Keywords: ultrasound, lung, compliance, negative pressure
Introduction
Pulmonary compliance is largely influenced by the mechanical properties of the lungs and surrounding tissues [1–3]. Pathological changes in lung structure can alter pulmonary compliance, which can impair the efficiency of ventilation and negatively affect the overall quality of life of the patient. For example, in emphysema the elastic tissue is destroyed and the lung becomes overly compliant. Although it is easy to inflate, the lack of elastic recoil during exhalation impairs lung emptying. Conversely, in pulmonary fibrosis the pulmonary compliance is decreased. Higher pressures are required to inflate the lung, increasing the work of breathing. The measurement of pulmonary compliance can have important diagnostic and prognostic value, although its measurement can be technically challenging [4–6]. In order to calculate compliance, volume change is measured with a spirometer and esophageal pressure is used as a surrogate for intrapleural pressure. This pressure is measured by a balloon catheter swallowed by the patient, which can be an uncomfortable procedure. A noninvasive method with which to accurately measure lung tissue mechanics in patients would therefore be highly valuable.

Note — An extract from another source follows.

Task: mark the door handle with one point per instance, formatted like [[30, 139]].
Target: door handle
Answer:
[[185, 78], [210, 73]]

Ultrasound imaging has previously been used in connective tissues to not only provide visual information about a tissue but also quantitatively describe its mechanical properties (i.e., by relating tissue mechanical properties to changes in echo intensity, or the grayscale brightness in the ultrasound image) [7–10]. Ultrasound is highly portable, inexpensive, noninvasive, and requires no radiation or contrast injection. This makes it especially attractive in pediatric patients, pregnant women, patients who are sedated and mechanically ventilated, or those who have advanced kidney disease [11]. A relationship between tissue stress and strain and ultrasonic echo intensity (grayscale brightness in the ultrasound image) has previously been defined in tendons [7], demonstrating a correlation between tissue stiffness and echo intensity. However, the use of pulmonary ultrasound has been limited to guidance for pleural thoracentesis and the diagnosis of pulmonary hypertension, great vessel abnormalities, pneumothorax, and pleural effusion. We postulate that echo intensity could also be related to the mechanical properties of the lung, and that quantitative ultrasound of the lung could be developed as a technology to assess the mechanical properties of lung tissue.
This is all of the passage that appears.